Find a balls speed at a certain time with impulse chart

[Ally385]

Homework Statement

A 0.155-kg ball, moving in the positive direction at 13 m/s, is acted on by the impulse shown in the graph below. What is the ball's speed at 4.0 s?

The graph is attached below.

Homework Equations

J = F Δt

The Attempt at a Solution

I thought that it might be zero because at 4 seconds the force is zero but now I look at it again and I'm thinking the equation might be 0 = 4-0 so the speed would be -4 but that doesn't make since.

 

[HallsofIvy]

Acceleration is proportional to force so acceleration is 0 when force is 0, not velocity.
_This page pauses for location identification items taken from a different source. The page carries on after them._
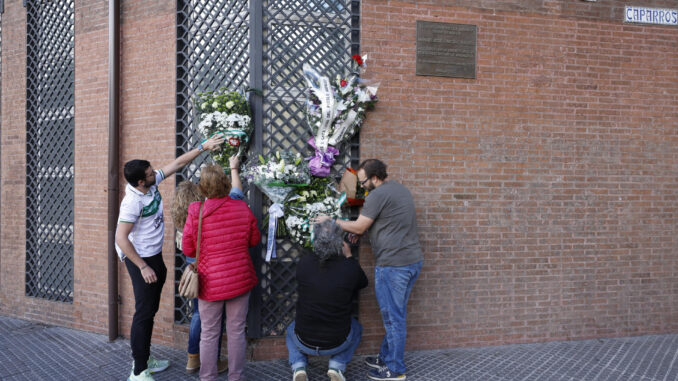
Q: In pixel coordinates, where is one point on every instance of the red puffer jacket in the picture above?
(229, 229)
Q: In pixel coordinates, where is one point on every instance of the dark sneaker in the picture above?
(300, 374)
(384, 374)
(336, 375)
(374, 362)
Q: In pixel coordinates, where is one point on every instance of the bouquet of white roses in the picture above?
(277, 177)
(320, 197)
(225, 113)
(335, 111)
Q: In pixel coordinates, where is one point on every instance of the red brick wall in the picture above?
(147, 120)
(545, 188)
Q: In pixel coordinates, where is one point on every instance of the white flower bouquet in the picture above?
(320, 197)
(225, 113)
(335, 111)
(277, 177)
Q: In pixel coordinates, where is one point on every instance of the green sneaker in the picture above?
(143, 376)
(155, 365)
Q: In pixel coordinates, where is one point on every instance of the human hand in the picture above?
(213, 142)
(148, 274)
(321, 218)
(353, 238)
(346, 250)
(234, 162)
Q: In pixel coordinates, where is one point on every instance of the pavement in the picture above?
(35, 351)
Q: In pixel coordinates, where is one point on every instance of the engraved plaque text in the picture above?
(446, 49)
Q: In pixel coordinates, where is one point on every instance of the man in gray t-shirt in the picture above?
(390, 217)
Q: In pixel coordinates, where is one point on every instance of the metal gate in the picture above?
(262, 45)
(50, 123)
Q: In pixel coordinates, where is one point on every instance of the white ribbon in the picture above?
(328, 107)
(274, 212)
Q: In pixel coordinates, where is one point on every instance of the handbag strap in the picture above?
(197, 250)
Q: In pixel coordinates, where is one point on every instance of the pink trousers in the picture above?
(210, 316)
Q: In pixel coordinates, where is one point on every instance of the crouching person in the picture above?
(327, 282)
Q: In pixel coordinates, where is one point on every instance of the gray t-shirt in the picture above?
(394, 232)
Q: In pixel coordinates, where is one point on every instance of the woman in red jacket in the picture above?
(225, 269)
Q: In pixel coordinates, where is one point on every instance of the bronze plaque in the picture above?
(446, 49)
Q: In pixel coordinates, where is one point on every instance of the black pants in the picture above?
(147, 301)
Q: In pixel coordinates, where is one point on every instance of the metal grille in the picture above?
(214, 51)
(50, 69)
(318, 32)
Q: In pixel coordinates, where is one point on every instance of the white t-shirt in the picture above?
(145, 212)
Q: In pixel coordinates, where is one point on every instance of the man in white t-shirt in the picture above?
(138, 240)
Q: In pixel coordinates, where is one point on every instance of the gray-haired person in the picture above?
(327, 280)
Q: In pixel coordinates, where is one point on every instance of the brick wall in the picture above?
(544, 188)
(147, 120)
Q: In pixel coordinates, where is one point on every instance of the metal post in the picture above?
(257, 104)
(113, 162)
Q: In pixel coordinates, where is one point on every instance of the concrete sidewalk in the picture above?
(33, 351)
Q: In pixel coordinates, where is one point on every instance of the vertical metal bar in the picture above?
(113, 162)
(257, 103)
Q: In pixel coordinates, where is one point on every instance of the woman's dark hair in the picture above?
(213, 182)
(374, 167)
(185, 194)
(135, 170)
(328, 240)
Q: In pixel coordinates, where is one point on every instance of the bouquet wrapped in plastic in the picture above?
(225, 113)
(320, 197)
(277, 176)
(335, 110)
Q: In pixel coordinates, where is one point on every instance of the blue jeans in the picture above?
(393, 285)
(339, 356)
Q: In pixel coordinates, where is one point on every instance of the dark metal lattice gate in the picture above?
(262, 45)
(50, 124)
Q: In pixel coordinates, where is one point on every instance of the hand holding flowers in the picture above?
(226, 114)
(335, 110)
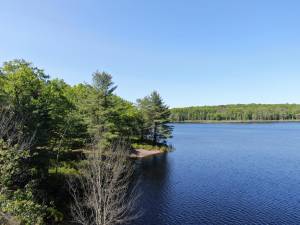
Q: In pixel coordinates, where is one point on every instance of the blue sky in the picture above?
(193, 52)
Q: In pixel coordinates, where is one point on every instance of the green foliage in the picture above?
(250, 112)
(150, 147)
(20, 203)
(14, 168)
(155, 118)
(61, 120)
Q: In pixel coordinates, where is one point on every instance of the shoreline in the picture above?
(143, 153)
(235, 121)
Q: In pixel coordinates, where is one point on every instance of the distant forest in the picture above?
(240, 112)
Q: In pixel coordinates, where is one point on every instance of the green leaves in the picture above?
(156, 118)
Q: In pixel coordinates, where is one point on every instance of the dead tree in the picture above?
(103, 192)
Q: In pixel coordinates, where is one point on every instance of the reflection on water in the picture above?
(224, 174)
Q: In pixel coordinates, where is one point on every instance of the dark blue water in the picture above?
(225, 174)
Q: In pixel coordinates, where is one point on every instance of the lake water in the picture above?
(225, 174)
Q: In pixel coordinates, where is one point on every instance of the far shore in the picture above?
(142, 153)
(237, 121)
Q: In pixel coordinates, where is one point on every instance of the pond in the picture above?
(224, 174)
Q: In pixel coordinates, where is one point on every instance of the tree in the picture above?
(17, 176)
(103, 193)
(156, 118)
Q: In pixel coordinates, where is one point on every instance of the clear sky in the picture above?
(201, 52)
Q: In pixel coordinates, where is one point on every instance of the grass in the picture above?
(149, 147)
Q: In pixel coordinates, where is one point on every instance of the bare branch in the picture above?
(104, 193)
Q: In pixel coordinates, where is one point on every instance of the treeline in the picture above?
(239, 112)
(46, 125)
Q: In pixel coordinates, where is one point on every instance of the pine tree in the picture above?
(156, 118)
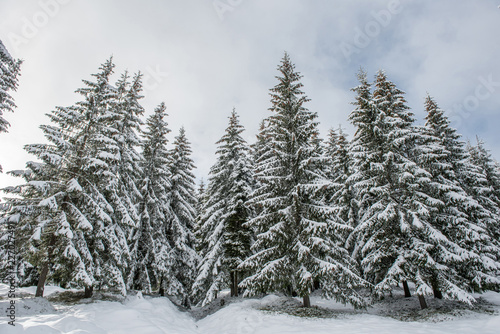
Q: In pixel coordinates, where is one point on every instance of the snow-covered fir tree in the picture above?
(181, 215)
(151, 252)
(125, 126)
(453, 213)
(295, 243)
(490, 192)
(224, 240)
(63, 213)
(396, 240)
(339, 168)
(9, 72)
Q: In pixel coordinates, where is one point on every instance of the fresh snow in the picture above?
(137, 314)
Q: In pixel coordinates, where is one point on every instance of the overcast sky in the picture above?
(204, 57)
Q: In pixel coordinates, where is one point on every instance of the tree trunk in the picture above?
(437, 293)
(161, 290)
(306, 301)
(41, 280)
(423, 303)
(235, 283)
(88, 291)
(233, 279)
(407, 290)
(316, 284)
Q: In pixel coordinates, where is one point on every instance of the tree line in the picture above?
(110, 204)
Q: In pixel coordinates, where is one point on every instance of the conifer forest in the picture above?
(109, 201)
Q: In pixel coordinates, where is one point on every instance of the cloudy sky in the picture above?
(204, 57)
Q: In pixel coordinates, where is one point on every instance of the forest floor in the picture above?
(65, 311)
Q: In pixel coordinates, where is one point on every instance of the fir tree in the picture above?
(339, 168)
(295, 245)
(395, 239)
(225, 241)
(124, 127)
(490, 192)
(463, 215)
(9, 72)
(182, 214)
(150, 249)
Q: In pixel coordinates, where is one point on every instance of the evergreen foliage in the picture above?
(295, 243)
(225, 241)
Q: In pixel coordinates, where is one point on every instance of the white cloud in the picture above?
(214, 65)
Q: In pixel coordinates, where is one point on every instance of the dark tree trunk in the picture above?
(161, 291)
(41, 280)
(306, 301)
(407, 290)
(423, 303)
(234, 283)
(89, 290)
(437, 293)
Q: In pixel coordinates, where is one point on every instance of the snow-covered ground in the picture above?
(139, 314)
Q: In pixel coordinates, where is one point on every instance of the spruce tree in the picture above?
(339, 168)
(225, 241)
(295, 244)
(124, 127)
(181, 215)
(463, 214)
(9, 72)
(396, 240)
(489, 193)
(63, 212)
(150, 249)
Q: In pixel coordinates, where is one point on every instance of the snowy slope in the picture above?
(159, 315)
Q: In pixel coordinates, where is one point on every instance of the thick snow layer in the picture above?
(159, 315)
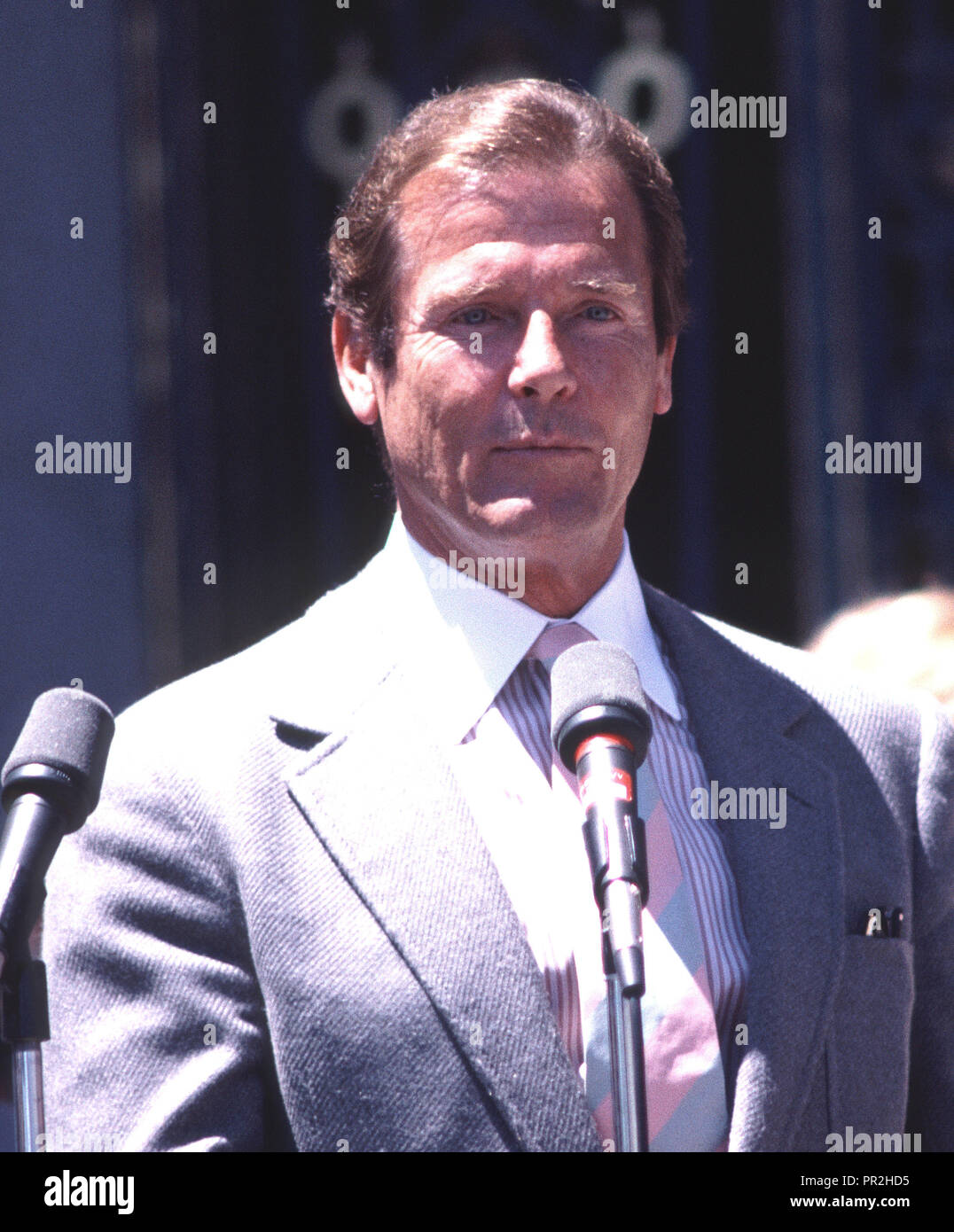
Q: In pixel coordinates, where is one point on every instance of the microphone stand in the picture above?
(613, 854)
(25, 1025)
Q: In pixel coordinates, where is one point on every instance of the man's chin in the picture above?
(521, 518)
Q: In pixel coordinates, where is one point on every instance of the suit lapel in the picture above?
(384, 799)
(746, 722)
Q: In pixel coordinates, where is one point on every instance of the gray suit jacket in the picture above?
(281, 929)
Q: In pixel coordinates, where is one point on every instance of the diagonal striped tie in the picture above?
(684, 1078)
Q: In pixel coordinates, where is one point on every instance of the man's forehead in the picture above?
(587, 212)
(442, 196)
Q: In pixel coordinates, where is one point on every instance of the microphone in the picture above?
(602, 730)
(51, 784)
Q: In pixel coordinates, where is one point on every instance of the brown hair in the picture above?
(483, 129)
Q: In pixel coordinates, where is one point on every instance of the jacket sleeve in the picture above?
(158, 1029)
(931, 1103)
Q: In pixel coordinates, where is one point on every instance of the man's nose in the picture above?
(540, 367)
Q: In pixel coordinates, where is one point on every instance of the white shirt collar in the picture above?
(467, 637)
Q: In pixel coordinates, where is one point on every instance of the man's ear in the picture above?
(665, 378)
(353, 360)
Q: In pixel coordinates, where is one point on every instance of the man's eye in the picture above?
(608, 313)
(473, 316)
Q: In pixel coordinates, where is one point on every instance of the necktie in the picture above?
(684, 1078)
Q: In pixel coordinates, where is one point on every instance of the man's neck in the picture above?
(558, 583)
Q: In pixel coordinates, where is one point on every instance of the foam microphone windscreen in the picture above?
(70, 730)
(594, 674)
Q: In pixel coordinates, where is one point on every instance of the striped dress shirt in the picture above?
(502, 758)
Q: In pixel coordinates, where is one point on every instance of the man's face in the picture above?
(527, 373)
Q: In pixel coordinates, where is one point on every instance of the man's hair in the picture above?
(483, 129)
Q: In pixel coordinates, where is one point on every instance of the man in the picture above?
(335, 897)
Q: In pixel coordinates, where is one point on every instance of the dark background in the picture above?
(192, 228)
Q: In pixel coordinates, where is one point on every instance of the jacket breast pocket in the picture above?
(868, 1049)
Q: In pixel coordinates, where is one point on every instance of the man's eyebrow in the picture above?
(606, 286)
(465, 291)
Any velocity increased by the acceleration when force is non-zero is retained when the force returns to 0. "F= ma", of course, so a= F/m and then velocity is the the integral of acceleration. In this problem, rather than finding the equations of those lines and integrating, because the integral can be interpreted as "area under the curve" the velocity is the area of that triangle.

 

[Ally385]

So that would be 2 right? It said that's the wrong answer. Should I not have multiplied the height as 2?

 

[Mandelbroth]

Homework Statement

A 0.155-kg ball, moving in the positive direction at 13 m/s, is acted on by the impulse shown in the graph below. What is the ball's speed at 4.0 s?

\vec{J} = Δ\vec{p} = \vec{F}Δt. It looks to me like the impulse is 2 kg m/s.

Thus, \vec{J} = \vec{p}_{final} - \vec{p}_{initial} = m(\vec{v}_{final} - \vec{v}_{initial}). Solve for \vec{v}_{final}

Hint: Because F = 0 over the interval [3, ∞), the acceleration is 0 in that interval as well. Thus, the velocity is the same at t = 3 as it is at t = 4.